While many factors -- be it FOMO, abundant funds backed by low interest rates or a lack of other investment options -- drive investors, what may be different this time is that the ants are eager to outperform markets, with an increasing number of retail investors turning to do-it-yourself investing.

Retail investors withdrew from professionally managed funds. The total balance of actively managed funds decreased from 21.25 trillion won to 15.63 trillion won on Jan. 12, in movements experts see as an exodus to invest directly themselves. Meanwhile, ant investors bought a net 10.5 trillion won in the first 12 days of the new year -- 4.5 trillion won on Jan. 11 alone.

Contributing to this trend is readily available quality information, especially on YouTube.

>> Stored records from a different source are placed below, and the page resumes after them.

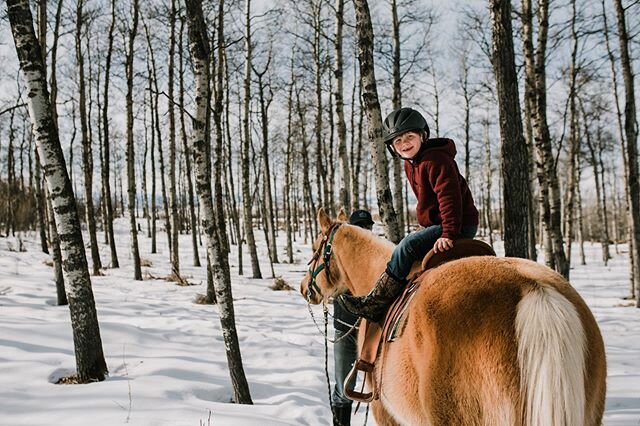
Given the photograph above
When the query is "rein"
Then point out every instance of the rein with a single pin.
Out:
(314, 268)
(325, 250)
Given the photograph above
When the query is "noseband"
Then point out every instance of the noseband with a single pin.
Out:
(325, 250)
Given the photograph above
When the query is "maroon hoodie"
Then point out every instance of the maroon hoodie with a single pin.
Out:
(443, 194)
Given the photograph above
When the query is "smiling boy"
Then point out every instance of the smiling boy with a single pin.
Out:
(445, 207)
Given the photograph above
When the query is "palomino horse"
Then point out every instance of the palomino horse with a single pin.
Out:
(487, 341)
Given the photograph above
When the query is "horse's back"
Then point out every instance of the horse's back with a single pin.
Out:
(460, 350)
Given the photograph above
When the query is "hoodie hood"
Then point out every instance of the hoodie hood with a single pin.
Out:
(436, 145)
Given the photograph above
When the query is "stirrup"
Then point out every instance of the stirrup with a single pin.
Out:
(365, 367)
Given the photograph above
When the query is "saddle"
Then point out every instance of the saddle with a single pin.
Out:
(377, 335)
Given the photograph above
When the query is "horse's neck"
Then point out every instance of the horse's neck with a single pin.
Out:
(363, 258)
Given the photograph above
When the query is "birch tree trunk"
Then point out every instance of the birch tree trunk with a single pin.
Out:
(246, 142)
(398, 170)
(90, 362)
(345, 172)
(622, 136)
(187, 154)
(40, 203)
(288, 178)
(364, 31)
(106, 170)
(234, 205)
(543, 144)
(549, 198)
(173, 201)
(199, 47)
(55, 238)
(152, 116)
(87, 155)
(631, 133)
(574, 139)
(130, 153)
(604, 238)
(307, 194)
(515, 179)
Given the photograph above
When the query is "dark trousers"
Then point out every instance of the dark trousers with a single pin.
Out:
(416, 245)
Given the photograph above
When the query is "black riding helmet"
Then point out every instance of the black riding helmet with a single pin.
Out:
(401, 121)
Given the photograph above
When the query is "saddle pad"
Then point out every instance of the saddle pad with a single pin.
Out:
(461, 248)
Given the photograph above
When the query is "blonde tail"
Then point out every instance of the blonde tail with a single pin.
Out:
(551, 356)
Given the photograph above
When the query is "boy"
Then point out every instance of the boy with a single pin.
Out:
(345, 350)
(445, 207)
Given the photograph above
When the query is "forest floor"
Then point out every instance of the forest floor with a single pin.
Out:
(166, 357)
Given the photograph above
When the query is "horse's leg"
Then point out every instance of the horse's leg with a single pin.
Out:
(382, 416)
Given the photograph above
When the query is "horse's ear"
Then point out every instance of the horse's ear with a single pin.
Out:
(342, 216)
(324, 220)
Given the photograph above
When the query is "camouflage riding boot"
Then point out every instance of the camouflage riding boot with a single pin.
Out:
(374, 305)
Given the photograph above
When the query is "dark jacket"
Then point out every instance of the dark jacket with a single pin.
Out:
(443, 194)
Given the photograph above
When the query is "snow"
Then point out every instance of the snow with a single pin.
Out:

Lee Jun-young, a 32-year-old Seoulite, begins his day by tuning into 90 minutes of YouTube starting at 7:30 a.m. to get ready for the stock market opening. He spends several more hours of the day learning about domestic and overseas markets and individual companies, doing his best to beat the market. Lee, who invests with most of his savings as well as loans, said his motivation for investment came after a sudden increase in the housing price -- up 5.34 percent on-year, the fastest in nine years, according to the Korea Real Estate Board on Jan. 5.

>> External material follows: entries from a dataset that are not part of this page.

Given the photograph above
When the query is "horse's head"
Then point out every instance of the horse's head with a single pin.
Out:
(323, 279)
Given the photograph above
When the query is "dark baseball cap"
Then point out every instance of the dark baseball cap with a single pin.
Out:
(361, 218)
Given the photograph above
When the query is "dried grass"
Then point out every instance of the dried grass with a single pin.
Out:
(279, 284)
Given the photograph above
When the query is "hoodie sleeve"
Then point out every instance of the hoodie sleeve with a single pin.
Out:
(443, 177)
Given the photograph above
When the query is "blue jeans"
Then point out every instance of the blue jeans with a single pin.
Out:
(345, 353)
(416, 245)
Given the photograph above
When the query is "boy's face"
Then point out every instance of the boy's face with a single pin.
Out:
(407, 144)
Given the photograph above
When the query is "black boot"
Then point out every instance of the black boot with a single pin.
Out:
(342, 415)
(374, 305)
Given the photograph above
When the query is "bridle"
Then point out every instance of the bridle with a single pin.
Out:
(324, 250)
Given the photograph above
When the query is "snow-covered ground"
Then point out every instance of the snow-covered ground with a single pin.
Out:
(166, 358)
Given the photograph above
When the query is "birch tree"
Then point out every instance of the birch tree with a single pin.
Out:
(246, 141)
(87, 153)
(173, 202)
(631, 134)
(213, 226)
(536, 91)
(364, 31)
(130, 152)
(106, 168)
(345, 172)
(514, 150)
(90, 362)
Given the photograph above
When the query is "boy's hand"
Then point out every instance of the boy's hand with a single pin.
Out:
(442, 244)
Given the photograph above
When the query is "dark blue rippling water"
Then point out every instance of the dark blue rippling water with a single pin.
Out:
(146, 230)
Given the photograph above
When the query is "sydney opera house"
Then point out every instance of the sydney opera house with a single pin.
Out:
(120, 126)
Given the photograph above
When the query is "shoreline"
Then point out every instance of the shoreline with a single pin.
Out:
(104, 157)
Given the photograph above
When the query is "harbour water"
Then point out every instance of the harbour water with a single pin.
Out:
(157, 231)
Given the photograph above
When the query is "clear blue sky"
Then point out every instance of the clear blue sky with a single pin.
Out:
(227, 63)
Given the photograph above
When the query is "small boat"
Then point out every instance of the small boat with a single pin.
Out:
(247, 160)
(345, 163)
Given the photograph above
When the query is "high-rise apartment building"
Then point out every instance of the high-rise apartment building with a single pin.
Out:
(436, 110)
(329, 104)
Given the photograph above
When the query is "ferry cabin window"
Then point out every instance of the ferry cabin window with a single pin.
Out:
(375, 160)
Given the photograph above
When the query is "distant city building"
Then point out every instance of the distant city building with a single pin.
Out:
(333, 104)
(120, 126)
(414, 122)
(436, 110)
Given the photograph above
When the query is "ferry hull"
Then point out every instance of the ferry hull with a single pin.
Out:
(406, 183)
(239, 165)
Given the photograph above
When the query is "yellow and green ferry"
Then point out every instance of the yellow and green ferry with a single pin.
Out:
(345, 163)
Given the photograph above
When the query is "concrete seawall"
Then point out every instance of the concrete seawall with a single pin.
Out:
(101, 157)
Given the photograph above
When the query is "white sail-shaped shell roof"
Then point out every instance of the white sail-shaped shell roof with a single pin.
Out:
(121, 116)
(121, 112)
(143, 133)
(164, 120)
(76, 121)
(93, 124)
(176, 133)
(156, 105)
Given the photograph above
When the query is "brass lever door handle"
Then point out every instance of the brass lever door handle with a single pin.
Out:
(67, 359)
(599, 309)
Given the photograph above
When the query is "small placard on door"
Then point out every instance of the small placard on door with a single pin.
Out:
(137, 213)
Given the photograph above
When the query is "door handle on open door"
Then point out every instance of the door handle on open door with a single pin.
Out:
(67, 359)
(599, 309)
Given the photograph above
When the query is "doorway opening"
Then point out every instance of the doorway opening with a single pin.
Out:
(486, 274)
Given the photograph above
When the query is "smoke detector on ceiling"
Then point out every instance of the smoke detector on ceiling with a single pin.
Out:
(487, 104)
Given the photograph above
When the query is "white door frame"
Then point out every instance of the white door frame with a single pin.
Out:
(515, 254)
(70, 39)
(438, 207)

“Watching the housing prices going up like that, I felt like I was becoming poorer with my monthly salary, so I had to do something,” Lee said.

Lee, an ant investor, now feels so much more confident than the first time he prematurely bought stocks in a bio company a few years ago in the midst of a bio boom. The difference now and then for Lee is that he is more equipped with market knowledge, which he attributes to the YouTube channels he follows.

One of the YouTube channels that Lee subscribes to, Three Pros, hosted by three investment professionals. The show typically airs live for 90 minutes at 7:30 a.m., 6 p.m. and 11 p.m., for the US market. Every morning, more than 50,000 people tune in to the live show, and the channel recently reached 1 million subscribers -- a whopping tenfold growth from January 2020.

“The current market boom is also attributed to platforms like YouTube, which contributed to getting rid of information asymmetry,” Yeom of E-Best said.

Taste of success

Widely available market information that investors can choose from coinciding with an upward market trend rewarded many retail investors last year. A recent Gallup survey of 1,000 people shows that 292 are currently investing in stocks and 69 percent of them made a profit in 2020. The research company pointed out that in six similar surveys conducted between 1990 and 2014, the proportion of those who lost money always outnumbered profit-gainers. Last August last year, gainers exceeded losers for the first time.

Experts emphasize that it is important for retail investors to have a successful experience to stay in the market in the future.

“Ant investors were so used to a tragic image of the stock markets due to continued failures over the past 30 years,” said Kim Hak-gyun, head of the research center at Shinyoung Securities. “So if they can taste success in the market, they will likely stay around and help buoy the market,” Kim noted, adding that lukewarm participation by small investors contributed to what is known as the “Korea discount,” along with the geopolitical situation with North Korea and high fluctuations in domestic corporate earnings and the low propensity for dividends.

“Without success this time, they are unlikely to come back for another next 10 years.”


Staff reporter Shin Ji-hye contributed to this article. -- Ed.